Repare que, apesar dessa pesquisa do CFM estar no campo das pesquisas de opinião com pequenas amostras, o que indica de partida que seus resultados necessitem confirmação por futuros estudos mais representativos, chama a atenção que a nota para a saúde em geral é pior do que para o SUS: 46% da população confere nota cinco e mais para o SUS e, para saúde, que inclui o setor privado, a nota é somente 40%.
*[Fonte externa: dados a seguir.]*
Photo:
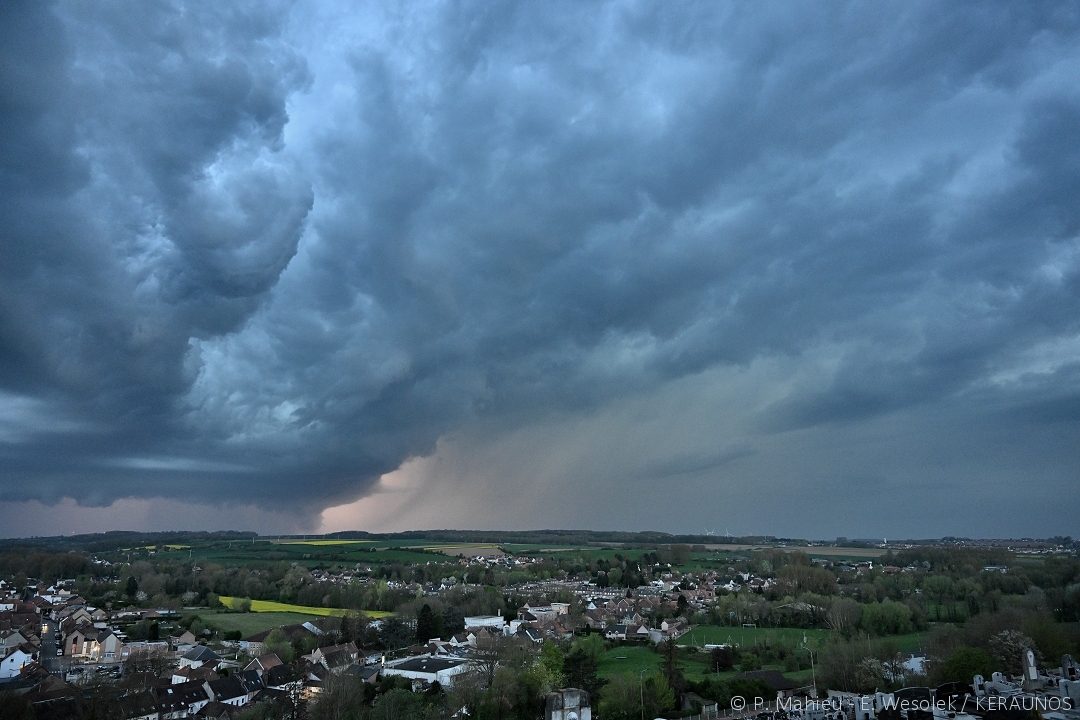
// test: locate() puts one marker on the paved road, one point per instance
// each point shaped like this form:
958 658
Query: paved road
49 657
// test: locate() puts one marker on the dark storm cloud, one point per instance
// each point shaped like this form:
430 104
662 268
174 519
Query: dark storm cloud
271 252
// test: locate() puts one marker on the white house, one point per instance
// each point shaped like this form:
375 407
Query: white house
11 665
431 669
485 621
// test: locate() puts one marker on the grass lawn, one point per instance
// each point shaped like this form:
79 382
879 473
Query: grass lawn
325 543
250 623
634 659
269 606
629 659
747 637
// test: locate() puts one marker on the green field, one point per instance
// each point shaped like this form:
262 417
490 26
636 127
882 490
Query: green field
747 637
269 606
696 665
630 659
250 623
324 543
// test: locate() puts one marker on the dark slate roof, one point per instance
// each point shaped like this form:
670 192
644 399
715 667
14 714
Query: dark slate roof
227 688
201 653
428 665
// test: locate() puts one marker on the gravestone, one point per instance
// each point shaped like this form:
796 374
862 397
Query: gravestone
1031 681
568 704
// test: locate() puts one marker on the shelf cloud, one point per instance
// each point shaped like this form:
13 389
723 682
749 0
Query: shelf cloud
262 254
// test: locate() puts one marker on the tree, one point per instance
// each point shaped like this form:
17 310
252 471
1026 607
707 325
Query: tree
279 643
966 663
672 673
427 624
723 659
1008 647
551 657
844 615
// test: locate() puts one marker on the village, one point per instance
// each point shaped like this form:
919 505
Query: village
156 663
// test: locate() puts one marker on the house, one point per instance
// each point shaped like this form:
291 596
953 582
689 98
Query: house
79 640
335 657
106 646
231 691
184 641
568 704
253 644
615 633
188 674
264 663
429 669
369 675
199 656
217 710
530 634
10 640
774 679
137 706
15 661
180 701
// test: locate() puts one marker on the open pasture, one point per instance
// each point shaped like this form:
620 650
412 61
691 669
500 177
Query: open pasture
269 606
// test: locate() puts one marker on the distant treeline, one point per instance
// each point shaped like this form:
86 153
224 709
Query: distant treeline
23 562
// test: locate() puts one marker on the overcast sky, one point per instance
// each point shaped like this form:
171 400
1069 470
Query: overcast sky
800 269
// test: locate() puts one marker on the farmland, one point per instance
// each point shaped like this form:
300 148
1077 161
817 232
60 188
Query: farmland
269 606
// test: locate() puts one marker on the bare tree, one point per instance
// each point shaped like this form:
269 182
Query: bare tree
844 615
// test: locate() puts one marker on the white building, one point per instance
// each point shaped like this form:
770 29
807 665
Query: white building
485 621
430 669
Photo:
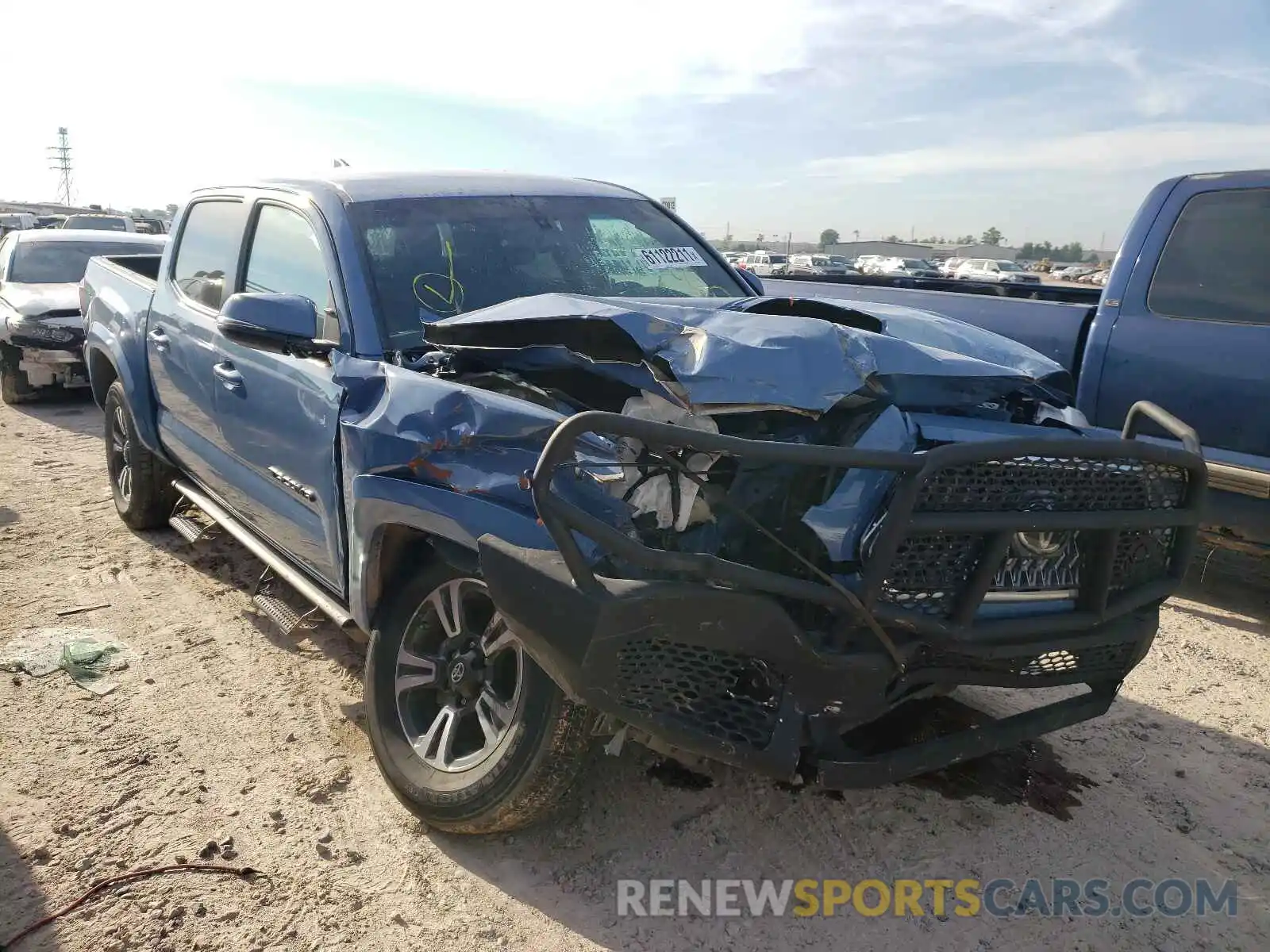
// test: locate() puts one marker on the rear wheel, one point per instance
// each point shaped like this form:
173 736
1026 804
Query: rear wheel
140 482
470 734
Um dos problemas desse limite da amostra é que provavelmente não seja suficiente para fazer avaliações sobre procedimentos específicos como cirurgias, radioterapia ou hemodiálise, já que esse tipo de pesquisa somente poderia ser realizado com pessoas que passaram pela experiência de uso deste tipo de serviço. Em outras pesquisas, justamente estes procedimentos são muito bem avaliados. Estamos esperando a PNAD – Pesquisa Nacional por Amostra de Domicílios, do IBGE, que é de fato uma pesquisa robusta e poderá nos oferecer melhores informações sobre o assunto.

A regionalização da saúde é um caminho para melhorar a política de saúde do Brasil?

Desde sempre a regionalização é um caminho para melhorar o acesso e garantir direito à saúde. Um município sozinho não dá conta de resolver e oferecer o conjunto de recursos de saúde que uma população necessita. É preciso retomar o abandonado projeto da regionalização com o apoio e o compromisso dos estados, das secretarias estaduais, com mecanismos inovadores de gestão regional, com o estabelecimento de relações interfederativas pautadas pelos princípios do SUS e com o compromisso dos interesses públicos da saúde.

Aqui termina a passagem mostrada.